It occurred to me that it might be fun to catch up with some of the films released since 1996 that I’ve missed over the years.  One of these, Mohsen Makhmalbaf’s A Moment of Innocence (pictured, top), was certainly not on my radar when it was released in 1996.  Even if it had been, it’s unlikely that I would have been able to rent it from Blockbuster or Pay-Per-View, my two main home video sources at the time.  It’s also highly unlikely that I would have understood or appreciated the intricacy of its design or its significance as a political film.  A Moment of Innocence takes as its subject a real-life incident from some twenty years before, when the young Makhmalbaf attacked a police officer in an act of defiance against the Shah of Iran.  Makhmalbaf re-stages the incident using young actors, with creative input from the police officer, who, like himself, has since developed an interest in filmmaking.  As shooting commences, the participants experience an increasing unwillingness to recreate this moment of violent conflict.  Throughout the brisk, seventy-five minute film, past and present, history and memory intertwine with sinuous elegance, and we’re often unsure whether we’re watching moments of staged drama or unscripted documentary footage.  A dizzying and powerful film.

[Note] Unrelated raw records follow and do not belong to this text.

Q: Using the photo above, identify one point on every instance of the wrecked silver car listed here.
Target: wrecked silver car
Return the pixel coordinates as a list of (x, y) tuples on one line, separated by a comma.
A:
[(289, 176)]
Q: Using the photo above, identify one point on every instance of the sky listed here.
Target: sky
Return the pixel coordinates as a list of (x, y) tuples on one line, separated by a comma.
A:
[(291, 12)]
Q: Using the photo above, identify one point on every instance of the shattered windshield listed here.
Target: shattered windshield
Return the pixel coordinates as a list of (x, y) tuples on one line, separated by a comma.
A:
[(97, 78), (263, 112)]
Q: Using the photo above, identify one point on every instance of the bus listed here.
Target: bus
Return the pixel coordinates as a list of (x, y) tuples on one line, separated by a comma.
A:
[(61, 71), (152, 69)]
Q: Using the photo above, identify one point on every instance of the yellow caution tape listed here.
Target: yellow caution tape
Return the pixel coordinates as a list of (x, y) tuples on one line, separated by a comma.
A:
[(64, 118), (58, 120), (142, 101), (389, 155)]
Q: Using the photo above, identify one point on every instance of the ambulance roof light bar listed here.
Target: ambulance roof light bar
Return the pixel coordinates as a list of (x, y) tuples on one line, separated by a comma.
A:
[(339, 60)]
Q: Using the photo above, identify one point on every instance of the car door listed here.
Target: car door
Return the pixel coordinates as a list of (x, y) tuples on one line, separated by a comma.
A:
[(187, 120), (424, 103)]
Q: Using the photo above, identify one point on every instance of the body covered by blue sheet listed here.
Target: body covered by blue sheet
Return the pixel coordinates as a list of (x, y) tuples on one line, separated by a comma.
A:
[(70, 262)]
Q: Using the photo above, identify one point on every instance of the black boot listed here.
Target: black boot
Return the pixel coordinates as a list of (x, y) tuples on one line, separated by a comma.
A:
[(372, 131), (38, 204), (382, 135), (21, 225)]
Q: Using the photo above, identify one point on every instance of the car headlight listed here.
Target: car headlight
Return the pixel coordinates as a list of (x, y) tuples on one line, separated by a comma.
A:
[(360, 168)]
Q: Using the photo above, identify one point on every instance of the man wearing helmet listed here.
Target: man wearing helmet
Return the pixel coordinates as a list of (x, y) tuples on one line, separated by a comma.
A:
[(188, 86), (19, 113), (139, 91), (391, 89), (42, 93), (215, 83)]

John Sayles’ Lone Star (pictured above) was also a film that I’d never seen before—though I was aware of this one at the time that it got a home video release back in the late 1990s (it even played on Pay-Per-View, if I recall correctly).  Like A Moment of Innocence, it plays dramatically with the tangle of history, memory, and trauma.  It’s set in the fictional Texas border town of Frontera (get it?), where, as in a Western version of Faulkner’s Yoknapatawpha County, characters of different races, classes, and cultures are locked in conflicts that reverberate across generations.  Not all of Lone Star works—Sayles bites off a bit more than he can chew, plot-wise—but it’s a sprawling, ambitious film, and its dense flashback structure is elegantly handled.  It’s also got a final scene that just about made my jaw hit the floor.  So that’s something.  These are two gaps I’m very happy to have filled.